I. Reliability delivery at the production end
1. Ensure the sending of messages 2. Ensure the receiving of MQ nodes 3. The sender receives an acknowledgement from the MQ broker. 4. A complete message compensation mechanismCopy the code
In actual production, it is difficult to guarantee the complete reliability of the first three points. For example, in extreme environments, producers fail to send messages, and the sender suddenly breaks off the network when receiving the confirmation response, it is difficult to guarantee the reliability of delivery. Therefore, it is necessary to have the fourth perfect message compensation mechanism.
Second, the solution of the Internet factory
The first one: the message falls into the database, carries on the standard to the message state. Specifically, messages are persisted to the database and state values are set, and the state of the current record is changed upon receipt of the consumer's response. Polling is used to resend messages that did not receive a reply. Note that the number of retries is set here. Second: message delay delivery, do second confirmation, callback check.Copy the code
Third, the message falls into the database, marking the message status
Flow chart of message drop
After the business data and messages are stored in the database, setP2 is entered and the message is sent to the MQ service. According to the normal process, the consumer listens to the message, changes the state of the message to consumed according to the unique ID, and gives an acknowledgement ack to the Listener. If something unexpected happens and the consumer does not receive the message or the Listener fails to receive the message due to network interruption when receiving the confirmation, then we need to use our distributed timing task to grab the message from the MSG database that has not been consumed after the timeout and send it again. In the retry mechanism, you need to set the retry times limit. If the sending fails for some external reasons, do not retry too many times. Otherwise, the whole service will be destroyed. For example, if three attempts fail, set the status of the message to 2, and then manually process it through a compensation mechanism. In actual production, this is still relatively rare, but you can’t do without this compensation mechanism, or you won’t be able to achieve reliability.

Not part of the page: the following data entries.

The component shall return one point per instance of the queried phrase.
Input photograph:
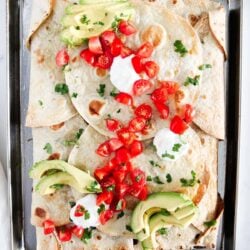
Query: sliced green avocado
(185, 212)
(170, 201)
(99, 1)
(80, 179)
(159, 221)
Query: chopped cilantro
(120, 215)
(62, 88)
(154, 164)
(157, 180)
(74, 95)
(162, 231)
(48, 148)
(94, 187)
(167, 155)
(210, 223)
(194, 81)
(149, 178)
(205, 66)
(180, 48)
(189, 182)
(87, 235)
(86, 215)
(57, 186)
(72, 203)
(176, 147)
(113, 92)
(128, 227)
(101, 208)
(101, 90)
(84, 20)
(168, 178)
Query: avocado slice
(170, 201)
(99, 1)
(159, 221)
(76, 178)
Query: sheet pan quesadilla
(127, 106)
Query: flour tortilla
(149, 19)
(99, 241)
(55, 206)
(208, 19)
(46, 107)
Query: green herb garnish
(48, 148)
(180, 48)
(168, 178)
(101, 90)
(189, 182)
(62, 88)
(176, 147)
(205, 66)
(194, 81)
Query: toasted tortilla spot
(40, 212)
(57, 126)
(55, 156)
(153, 34)
(95, 107)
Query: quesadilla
(116, 89)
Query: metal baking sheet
(20, 137)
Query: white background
(243, 216)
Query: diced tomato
(104, 149)
(126, 136)
(188, 113)
(112, 124)
(137, 64)
(119, 176)
(138, 177)
(122, 156)
(145, 50)
(137, 124)
(141, 87)
(177, 125)
(144, 110)
(124, 98)
(79, 211)
(160, 95)
(172, 87)
(135, 148)
(116, 47)
(88, 56)
(122, 189)
(125, 51)
(163, 110)
(77, 231)
(95, 45)
(101, 173)
(64, 234)
(143, 194)
(106, 216)
(104, 61)
(115, 144)
(48, 227)
(108, 37)
(104, 197)
(151, 68)
(120, 205)
(62, 58)
(126, 28)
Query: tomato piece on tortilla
(177, 125)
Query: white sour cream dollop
(88, 202)
(123, 75)
(169, 146)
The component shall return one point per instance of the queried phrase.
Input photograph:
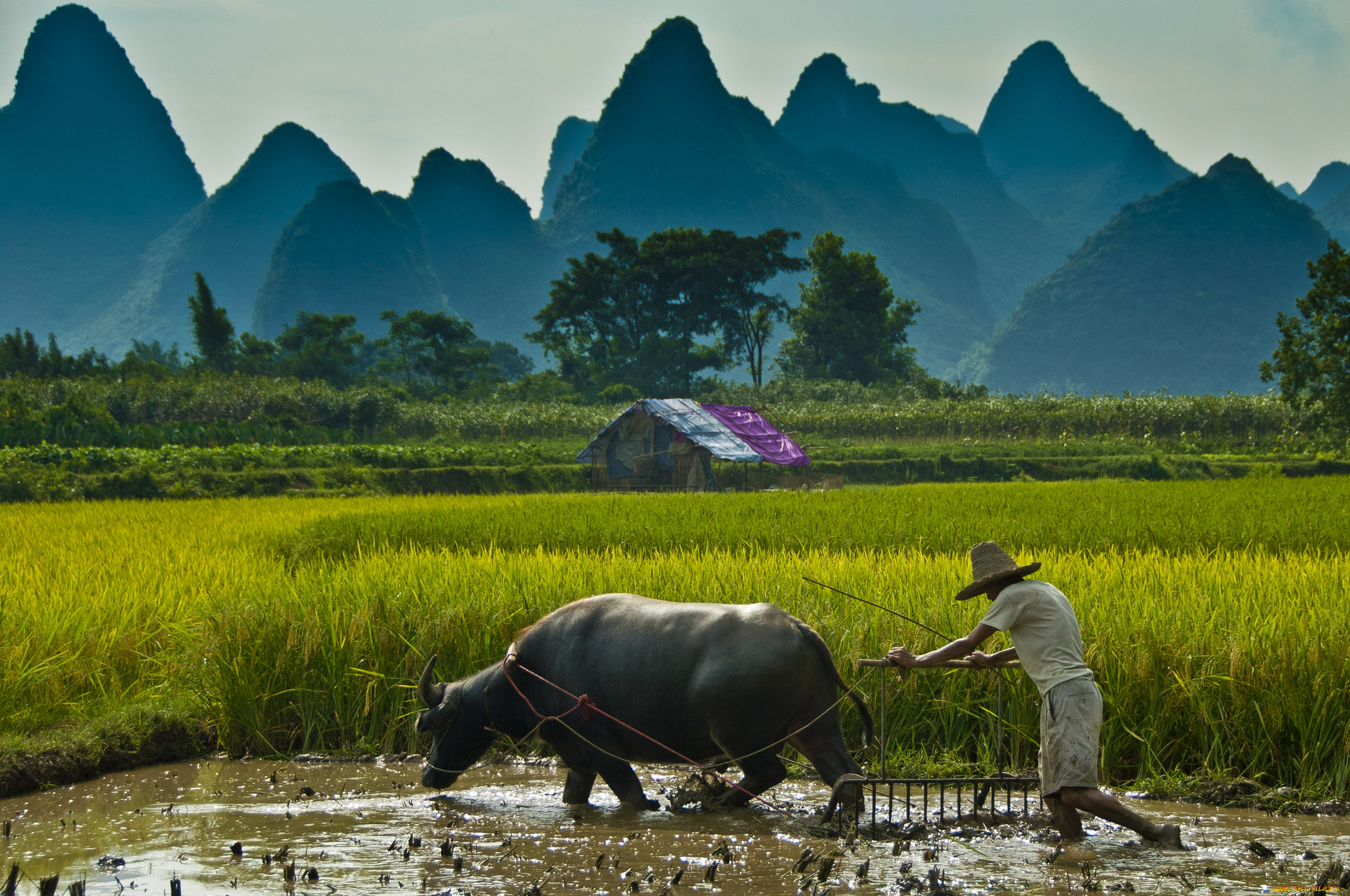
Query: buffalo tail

Want to see the code implementation can go and see my this series: www.jianshu.com/c/c1785aa6c…
Four, delay delivery, do second confirmation, callback check.
Think back to the first scenario, where the production side has to store both business data and message data. Is this really appropriate in a high-concurrency scenario? On the core link, each persistence is carefully considered and takes 100-200 milliseconds, which is unacceptable in high concurrency scenarios. At this time, we need our second plan. The flow chart is as follows.

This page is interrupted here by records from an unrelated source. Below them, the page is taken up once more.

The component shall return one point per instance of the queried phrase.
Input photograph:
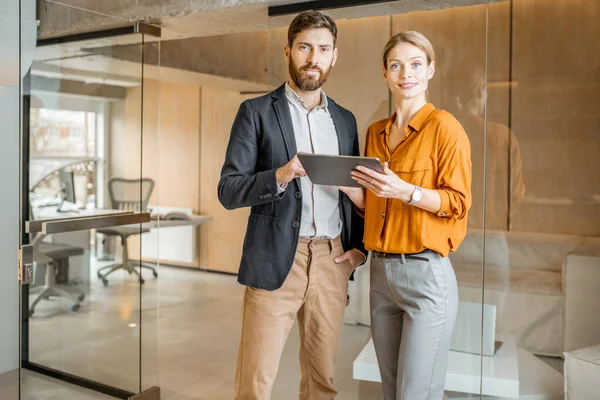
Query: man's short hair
(311, 20)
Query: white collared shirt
(315, 134)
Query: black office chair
(54, 256)
(131, 195)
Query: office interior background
(117, 116)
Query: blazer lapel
(282, 110)
(344, 143)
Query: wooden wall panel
(220, 239)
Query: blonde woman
(415, 214)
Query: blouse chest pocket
(413, 171)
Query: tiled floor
(195, 348)
(199, 318)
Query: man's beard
(301, 79)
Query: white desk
(513, 373)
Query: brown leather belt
(422, 256)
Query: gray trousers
(413, 310)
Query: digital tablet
(335, 170)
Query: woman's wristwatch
(416, 196)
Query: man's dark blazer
(262, 140)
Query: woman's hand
(387, 185)
(357, 195)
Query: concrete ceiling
(194, 36)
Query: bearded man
(303, 241)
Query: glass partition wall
(90, 316)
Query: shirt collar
(416, 122)
(295, 98)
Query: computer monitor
(67, 187)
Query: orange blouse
(434, 154)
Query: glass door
(12, 69)
(87, 195)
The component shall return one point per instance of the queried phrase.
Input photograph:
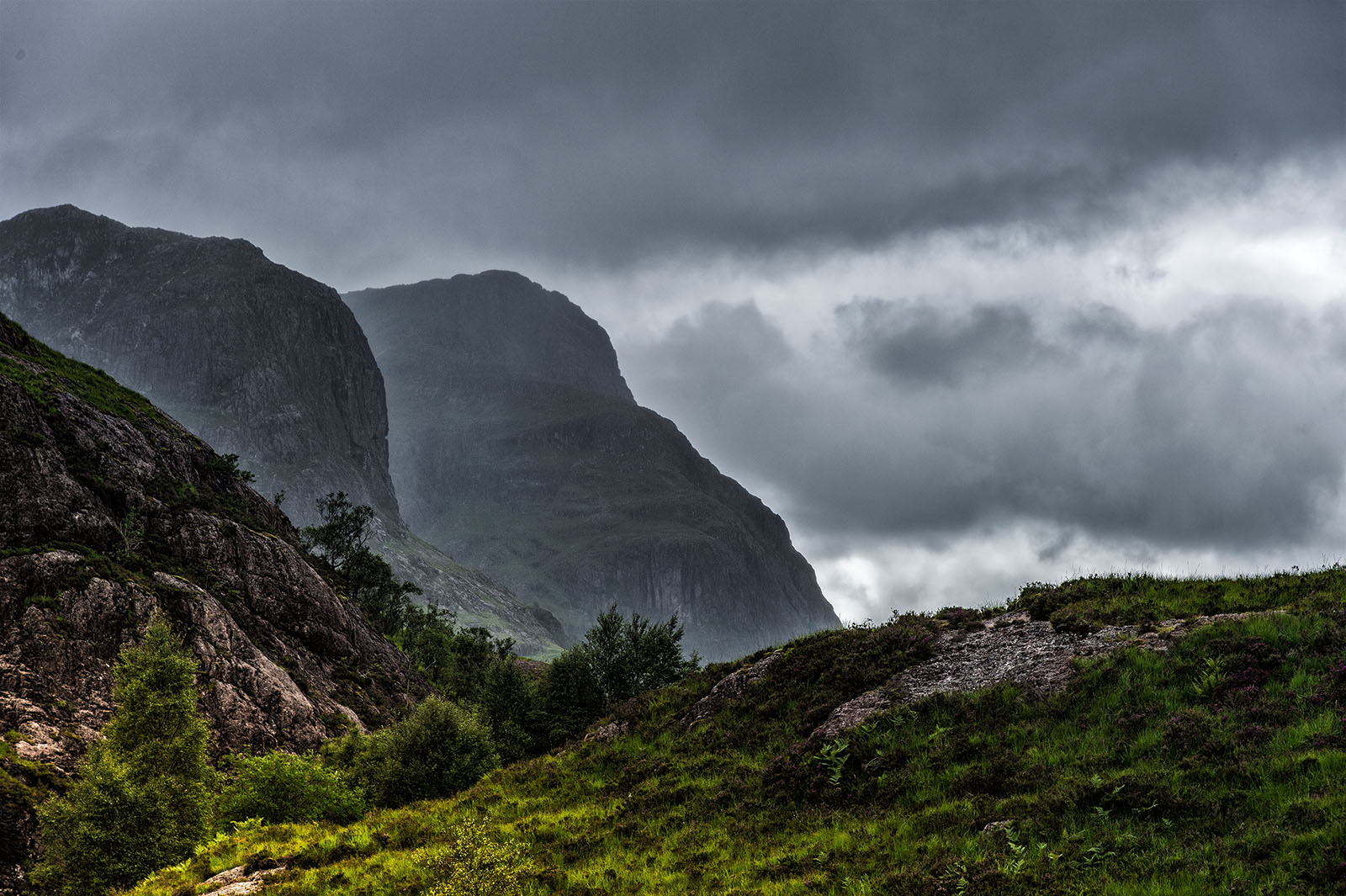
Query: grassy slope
(1217, 767)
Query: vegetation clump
(284, 787)
(145, 794)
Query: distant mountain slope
(111, 510)
(516, 446)
(255, 358)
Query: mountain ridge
(257, 359)
(538, 466)
(114, 512)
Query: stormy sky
(972, 294)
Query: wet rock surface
(517, 448)
(1009, 649)
(257, 359)
(114, 512)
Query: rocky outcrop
(252, 357)
(517, 447)
(1009, 649)
(255, 358)
(112, 510)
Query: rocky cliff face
(252, 357)
(112, 510)
(255, 358)
(516, 447)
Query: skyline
(971, 295)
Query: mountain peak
(502, 325)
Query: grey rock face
(255, 358)
(252, 357)
(517, 447)
(112, 510)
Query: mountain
(256, 359)
(517, 447)
(112, 510)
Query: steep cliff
(517, 447)
(252, 357)
(111, 510)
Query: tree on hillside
(341, 541)
(630, 655)
(618, 660)
(143, 797)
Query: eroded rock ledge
(1011, 647)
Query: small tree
(437, 751)
(284, 787)
(368, 579)
(633, 655)
(342, 532)
(143, 795)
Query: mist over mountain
(255, 358)
(112, 512)
(517, 447)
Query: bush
(437, 751)
(473, 864)
(143, 795)
(571, 697)
(284, 787)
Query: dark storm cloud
(919, 343)
(1224, 431)
(603, 130)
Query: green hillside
(1216, 763)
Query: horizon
(971, 296)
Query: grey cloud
(917, 343)
(610, 130)
(1227, 431)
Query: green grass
(49, 373)
(1218, 766)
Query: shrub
(471, 864)
(284, 787)
(437, 751)
(143, 795)
(571, 696)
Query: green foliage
(474, 864)
(342, 532)
(1134, 781)
(1081, 604)
(228, 466)
(372, 586)
(284, 787)
(340, 541)
(437, 751)
(630, 655)
(145, 794)
(571, 696)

Upstream Server is our upstream service, which is a producer. Once the producer has successfully stored the business data, it generates two messages, one of which is immediately sent to the downstream Server. One is a delayed message to the compensation service Callback Server.

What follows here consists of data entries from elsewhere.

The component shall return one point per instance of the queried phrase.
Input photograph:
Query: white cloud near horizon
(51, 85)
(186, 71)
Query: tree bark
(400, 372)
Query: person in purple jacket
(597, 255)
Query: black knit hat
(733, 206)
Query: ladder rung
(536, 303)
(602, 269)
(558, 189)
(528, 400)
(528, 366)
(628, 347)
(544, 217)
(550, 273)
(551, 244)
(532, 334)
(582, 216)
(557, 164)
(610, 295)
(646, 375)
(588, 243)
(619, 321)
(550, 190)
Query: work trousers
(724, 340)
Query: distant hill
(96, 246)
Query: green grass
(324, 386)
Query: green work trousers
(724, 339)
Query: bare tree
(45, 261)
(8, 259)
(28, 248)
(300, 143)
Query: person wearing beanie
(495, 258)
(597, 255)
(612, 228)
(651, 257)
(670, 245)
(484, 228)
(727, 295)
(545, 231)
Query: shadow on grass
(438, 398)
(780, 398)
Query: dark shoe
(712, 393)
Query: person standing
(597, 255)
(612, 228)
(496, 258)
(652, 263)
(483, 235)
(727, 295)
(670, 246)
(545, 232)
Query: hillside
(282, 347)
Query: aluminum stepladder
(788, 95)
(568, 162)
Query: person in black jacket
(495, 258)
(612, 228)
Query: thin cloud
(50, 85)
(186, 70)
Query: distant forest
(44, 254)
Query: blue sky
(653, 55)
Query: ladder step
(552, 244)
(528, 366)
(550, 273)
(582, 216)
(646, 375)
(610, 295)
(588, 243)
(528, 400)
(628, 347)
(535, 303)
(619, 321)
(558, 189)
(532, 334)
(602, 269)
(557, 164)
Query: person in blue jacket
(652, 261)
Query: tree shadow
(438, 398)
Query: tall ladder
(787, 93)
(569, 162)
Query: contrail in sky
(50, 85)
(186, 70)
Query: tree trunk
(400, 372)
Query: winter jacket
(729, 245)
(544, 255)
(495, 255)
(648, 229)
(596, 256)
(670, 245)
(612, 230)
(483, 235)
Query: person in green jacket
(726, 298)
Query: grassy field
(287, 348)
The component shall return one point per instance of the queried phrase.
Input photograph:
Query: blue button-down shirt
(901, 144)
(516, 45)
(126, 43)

Normally, the downstream service listens for this instant message and sends a message back to the callback Server. Note that instead of returning an ACK, the downstream service sends a message back to the callback Server.
The callback Server listens to the message, learns that a message was successfully consumed, and persists the message to the database. When the delayed message sent by the upstream service reaches the Callback Server, the Callback Server queries the database. If there is such a record in its MSG DB, it means that the message has been consumed. If there is no such record, the callback Server will send an RPC request to the upstream service to tell the upstream service, You failed to send the message just now and need to send it again. The upstream service will send the instant message and the delayed message again and continue to follow the previous process.
Although the second option is not 100% reliable, in extreme cases, scheduled tasks and compensation mechanisms are needed to assist. But the core of the second option is to reduce database operations, and that’s important!
In a high concurrency scenario, I’m not thinking about 100 percent reliability anymore, I’m thinking about availability, whether the performance can hold the traffic, so I can take one database operation off the table. My upstream service had one less database operation, my service performance was relatively improved, and I was able to decouple the asynchronous Callback Server compensation service.
Five, the conclusion
Both solutions are feasible and need to be selected according to the actual business. The second solution will be used for large ultra-high concurrency scenarios, and the first solution will be used for common scenarios.